I teach a lot of Python courses using Jupyter, and as a Mac user, show them the contents of files using the %cat
magic command. It would seem that %cat
doesn’t exist or work on Windows. Now, I know that you could argue cat
is a Unix command and thus doesn’t exist on Windows, but is there a reason this doesn’t work, when such Unixisms as %ls
do work?
Where do the %cat
and %ls
magics come from in the first place? I don’t see them listed among the IPython magics: https://ipython.readthedocs.io/en/stable/interactive/magics.html
There’s an SO answer that suggests defining %cat
as an alias: https://stackoverflow.com/a/32675775/5629418
That alias would then behave as if you had typed !cat
, and !
is the magic for executing shell commands, which would explain the difference.
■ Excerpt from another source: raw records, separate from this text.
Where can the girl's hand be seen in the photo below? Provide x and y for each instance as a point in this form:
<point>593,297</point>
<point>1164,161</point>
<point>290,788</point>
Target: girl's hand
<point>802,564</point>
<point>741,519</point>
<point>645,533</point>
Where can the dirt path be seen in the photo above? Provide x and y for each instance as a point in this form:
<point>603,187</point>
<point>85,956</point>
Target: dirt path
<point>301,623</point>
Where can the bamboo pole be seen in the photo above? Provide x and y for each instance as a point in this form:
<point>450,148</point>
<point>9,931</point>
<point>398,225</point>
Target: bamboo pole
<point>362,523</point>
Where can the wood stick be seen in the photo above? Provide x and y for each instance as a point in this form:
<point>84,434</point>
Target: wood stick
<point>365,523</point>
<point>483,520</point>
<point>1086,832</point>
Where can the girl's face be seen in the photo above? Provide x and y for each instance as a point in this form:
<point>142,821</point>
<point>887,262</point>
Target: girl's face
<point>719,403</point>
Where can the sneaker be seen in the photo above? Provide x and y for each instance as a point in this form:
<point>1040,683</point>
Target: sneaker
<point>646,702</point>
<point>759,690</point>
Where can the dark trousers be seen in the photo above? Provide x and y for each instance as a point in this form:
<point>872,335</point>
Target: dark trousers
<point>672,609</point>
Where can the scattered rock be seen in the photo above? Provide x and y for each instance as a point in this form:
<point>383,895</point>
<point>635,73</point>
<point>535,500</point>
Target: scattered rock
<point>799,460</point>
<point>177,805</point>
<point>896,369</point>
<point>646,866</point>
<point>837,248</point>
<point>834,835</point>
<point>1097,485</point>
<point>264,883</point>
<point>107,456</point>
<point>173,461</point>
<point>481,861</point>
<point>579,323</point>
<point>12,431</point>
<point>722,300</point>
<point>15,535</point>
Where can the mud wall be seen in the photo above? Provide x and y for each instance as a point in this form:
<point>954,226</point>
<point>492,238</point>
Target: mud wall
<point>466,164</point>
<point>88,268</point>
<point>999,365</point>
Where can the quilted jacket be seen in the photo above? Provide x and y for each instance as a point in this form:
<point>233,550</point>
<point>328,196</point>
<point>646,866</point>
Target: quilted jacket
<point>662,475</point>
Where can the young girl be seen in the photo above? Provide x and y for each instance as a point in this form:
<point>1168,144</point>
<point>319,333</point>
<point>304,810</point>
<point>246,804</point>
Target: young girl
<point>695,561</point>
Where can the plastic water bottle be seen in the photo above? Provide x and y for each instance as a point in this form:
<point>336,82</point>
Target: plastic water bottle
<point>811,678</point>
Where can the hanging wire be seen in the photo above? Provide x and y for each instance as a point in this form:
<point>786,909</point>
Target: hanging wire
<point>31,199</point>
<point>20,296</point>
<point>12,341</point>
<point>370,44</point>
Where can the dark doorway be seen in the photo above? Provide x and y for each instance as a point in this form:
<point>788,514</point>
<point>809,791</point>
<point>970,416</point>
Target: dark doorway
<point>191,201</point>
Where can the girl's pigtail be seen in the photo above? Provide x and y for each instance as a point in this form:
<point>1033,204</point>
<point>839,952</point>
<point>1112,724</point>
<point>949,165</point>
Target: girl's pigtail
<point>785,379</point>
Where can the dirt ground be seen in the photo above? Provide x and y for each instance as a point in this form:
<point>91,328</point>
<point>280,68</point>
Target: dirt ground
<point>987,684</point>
Aha! It never dawned on me that when you write %cat
, Jupyter translates it and runs !cat
. But that makes a heckuva lot of sense, and explains the difference.
I’m not about to ask my students to start with aliases, so I’ll see if there’s another good way to handle the show-a-file situation that’s cross platform.
I see there’s %pycat
https://ipython.readthedocs.io/en/stable/interactive/magics.html#magic-pycat
But we have the same use case / feature request to have a %cat
(or new command with that function) that also works on Windows, so that we can shot the file contents or TXT, YAML, … files from tutorial notebooks in a cross-platform way.
Does a workaround / current solution exist?
Is print(pathlib.Path("file.txt").read_txt())
the simplest way?
Are devs looking at this forum? Would chances to get this increase if a feature request in the IPython tracker were filed?